« Tout et n’importe quoi », n’aboutit à rien d’autre que d’élargir l’éventail des possibilités des « n’importe quoi », si tant est que « tout » n’est pas déjà dans « n’importe quoi ». Idem avec « vraiment n’importe quoi », car là non plus, on n’est guère avancé, sauf à penser qu’en adjoignant « vraiment » à « n’importe quoi », on voudrait dire a contrario que « n’importe quoi » employé sans « vraiment » serait un modèle réduit du « n’importe quoi » employé seul. Et dans ce cas-là « n’importe quoi » ne serait plus n’importe quoi ! Pour la même raison, gonfler la formule pour en faire « un grand (ou « du grand ») n’importe quoi » n’apporte rien, et n’a même pas l’avantage de l’opposer à un éventuel « petit n’importe quoi », puisque cette expression est inconnue au bataillon. Dans tous les cas, inutile de vouloir en rajouter puisque, par nature « n’importe quoi » recouvre à lui seul un nombre infini de possibilités, lesquelles sont en outre marquées d’une connotation qui n’existe pas avec ses cousins « n’importe où » et « n’importe quand ».
Alors que « n’importe où » et « n’importe quand » se contentent de suggérer des lieux et des moments se bornant à une notion d’incertitude, « n’importe quoi » contient un jugement de valeur, et le rapproche de « n’importe comment ». Avec « n’importe quoi » et « n’importe comment », on ne pense pas seulement à ce dont il peut s’agir, et à comment ça s’est passé, on y attache le ton de la réprobation, voire du mépris. Untel peut se trouver n’importe où et en revenir n’importe quand, ce sont de simples suppositions – bof, voilà quoi ; mais si on suppose qu’il y fait n’importe quoi - et peut-être aussi n’importe comment - ça ce n’est pas bien ! Pas bien du tout.
Peut-on remplacer « c’est n’importe quoi » par une expression équivalente ? « Quoi que ce soit » est trop policé, trop lissé : pas de désapprobation dans « quoi que ce soit ». Indifférence totale. « Quelque chose » est, lui, vraiment riquiqui car il renvoie à une seule chose, et s’il y a un sous-entendu là-dedans, c’est celui du mystère ou de l’agacement. Ce « "quelque-chose », on ne souhaite pas le dévoiler, alors que « n’importe quoi » ce sont des possibilités multiples qui entraînent une critique définitive. « C’est le bordel » ou « un vrai bordel » serait le plus approchant, pour peu que l’on renonce au policé et au lissé, mais on n’y est pas tout à fait car dans ce bordel-là la notion de désordre prime sur celle de reproche, même si elle y est associée de très près, devant ou derrière, de toute façon c’est le bordel. « C’est nul » est sans doute l’équivalent le plus adéquat, mêlant l’approximation globale et la condamnation sans appel.

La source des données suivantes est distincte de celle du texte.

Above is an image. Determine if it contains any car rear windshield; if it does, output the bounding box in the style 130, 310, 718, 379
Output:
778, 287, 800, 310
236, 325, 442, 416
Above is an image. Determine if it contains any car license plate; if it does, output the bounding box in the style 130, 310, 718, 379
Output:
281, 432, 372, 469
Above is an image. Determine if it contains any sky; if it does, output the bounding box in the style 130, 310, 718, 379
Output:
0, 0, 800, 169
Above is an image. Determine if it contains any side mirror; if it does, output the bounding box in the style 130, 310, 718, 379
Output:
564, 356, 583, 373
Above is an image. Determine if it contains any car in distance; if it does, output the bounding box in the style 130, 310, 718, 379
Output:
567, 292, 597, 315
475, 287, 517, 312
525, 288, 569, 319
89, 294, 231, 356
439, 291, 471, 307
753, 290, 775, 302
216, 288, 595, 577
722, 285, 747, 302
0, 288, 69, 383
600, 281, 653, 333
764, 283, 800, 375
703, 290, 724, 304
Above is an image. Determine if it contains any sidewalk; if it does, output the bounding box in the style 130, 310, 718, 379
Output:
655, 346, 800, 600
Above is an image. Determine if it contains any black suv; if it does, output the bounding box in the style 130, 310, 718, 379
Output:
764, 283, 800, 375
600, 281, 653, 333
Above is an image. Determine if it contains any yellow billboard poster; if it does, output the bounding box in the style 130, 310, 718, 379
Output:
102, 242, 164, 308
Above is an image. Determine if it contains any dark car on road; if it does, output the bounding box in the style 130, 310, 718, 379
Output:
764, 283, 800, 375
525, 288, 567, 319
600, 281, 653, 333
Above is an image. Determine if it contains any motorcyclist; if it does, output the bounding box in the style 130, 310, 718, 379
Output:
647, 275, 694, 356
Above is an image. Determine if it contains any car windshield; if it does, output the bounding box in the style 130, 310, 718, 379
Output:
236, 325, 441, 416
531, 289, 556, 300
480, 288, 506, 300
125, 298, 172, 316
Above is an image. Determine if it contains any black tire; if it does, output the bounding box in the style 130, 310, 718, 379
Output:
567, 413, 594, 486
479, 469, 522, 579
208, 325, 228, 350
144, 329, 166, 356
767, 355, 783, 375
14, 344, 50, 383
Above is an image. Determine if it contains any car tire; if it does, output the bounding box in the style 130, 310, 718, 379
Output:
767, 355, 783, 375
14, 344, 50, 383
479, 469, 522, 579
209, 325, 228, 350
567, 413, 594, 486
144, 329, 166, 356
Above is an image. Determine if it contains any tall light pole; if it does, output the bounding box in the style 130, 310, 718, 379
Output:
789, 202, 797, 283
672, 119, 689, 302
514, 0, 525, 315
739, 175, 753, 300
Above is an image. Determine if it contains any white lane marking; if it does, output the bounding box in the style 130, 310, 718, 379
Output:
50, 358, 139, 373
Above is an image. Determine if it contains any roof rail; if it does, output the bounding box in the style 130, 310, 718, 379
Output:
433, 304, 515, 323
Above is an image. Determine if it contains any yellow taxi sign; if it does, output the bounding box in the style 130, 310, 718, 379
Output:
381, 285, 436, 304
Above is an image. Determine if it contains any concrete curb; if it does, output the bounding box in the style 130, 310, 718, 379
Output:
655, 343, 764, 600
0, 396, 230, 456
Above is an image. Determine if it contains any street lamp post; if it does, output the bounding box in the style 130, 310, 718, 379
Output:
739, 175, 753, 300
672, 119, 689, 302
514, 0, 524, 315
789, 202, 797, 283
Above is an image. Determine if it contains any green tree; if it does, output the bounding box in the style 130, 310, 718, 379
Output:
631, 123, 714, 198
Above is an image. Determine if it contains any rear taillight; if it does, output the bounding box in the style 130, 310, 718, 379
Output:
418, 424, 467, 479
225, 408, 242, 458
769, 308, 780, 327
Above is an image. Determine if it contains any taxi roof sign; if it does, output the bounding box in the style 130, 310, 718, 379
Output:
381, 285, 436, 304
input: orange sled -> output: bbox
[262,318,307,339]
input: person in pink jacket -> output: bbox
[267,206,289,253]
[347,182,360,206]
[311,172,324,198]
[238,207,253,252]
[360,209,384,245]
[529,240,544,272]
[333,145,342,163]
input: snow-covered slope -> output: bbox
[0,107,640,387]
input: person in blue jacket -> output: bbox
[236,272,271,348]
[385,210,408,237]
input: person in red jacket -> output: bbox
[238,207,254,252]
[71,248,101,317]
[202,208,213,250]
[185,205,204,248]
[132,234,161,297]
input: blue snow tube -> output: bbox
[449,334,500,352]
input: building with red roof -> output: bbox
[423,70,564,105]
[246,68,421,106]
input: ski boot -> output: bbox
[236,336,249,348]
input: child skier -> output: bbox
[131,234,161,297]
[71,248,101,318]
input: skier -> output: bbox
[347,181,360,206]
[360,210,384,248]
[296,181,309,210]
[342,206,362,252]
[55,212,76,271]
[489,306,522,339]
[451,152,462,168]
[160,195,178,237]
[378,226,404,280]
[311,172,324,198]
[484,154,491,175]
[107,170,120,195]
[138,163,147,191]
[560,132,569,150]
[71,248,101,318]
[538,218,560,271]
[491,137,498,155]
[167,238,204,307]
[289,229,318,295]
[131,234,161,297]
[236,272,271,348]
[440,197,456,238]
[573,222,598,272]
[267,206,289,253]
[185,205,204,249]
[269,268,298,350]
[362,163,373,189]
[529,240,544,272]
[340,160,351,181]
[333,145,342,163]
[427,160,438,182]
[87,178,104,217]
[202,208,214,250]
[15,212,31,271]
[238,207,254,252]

Il en dit quoi, le dictionnaire, de « n’importe quoi » ? Version platement descriptive : « Un objet ou une idée dont la précision importe peu et que l’on peut choisir librement. Quelque chose de n’importe quelle sorte ». Version plus riche : « Ce qui n’a pas beaucoup de sens, qui est absurde, stupide, insensé, incompréhensible, futile, incongru ». Tous ces adjectifs, vraiment ? Mais oui, et d’autres encore qui ont l’avantage de renfermer la connotation négative de « n’importe quoi » et surtout d’exprimer une opinion argumentée et nuancée. Sinon « n’importe quoi » reste n’importe quoi, autrement dit… pas grand-chose.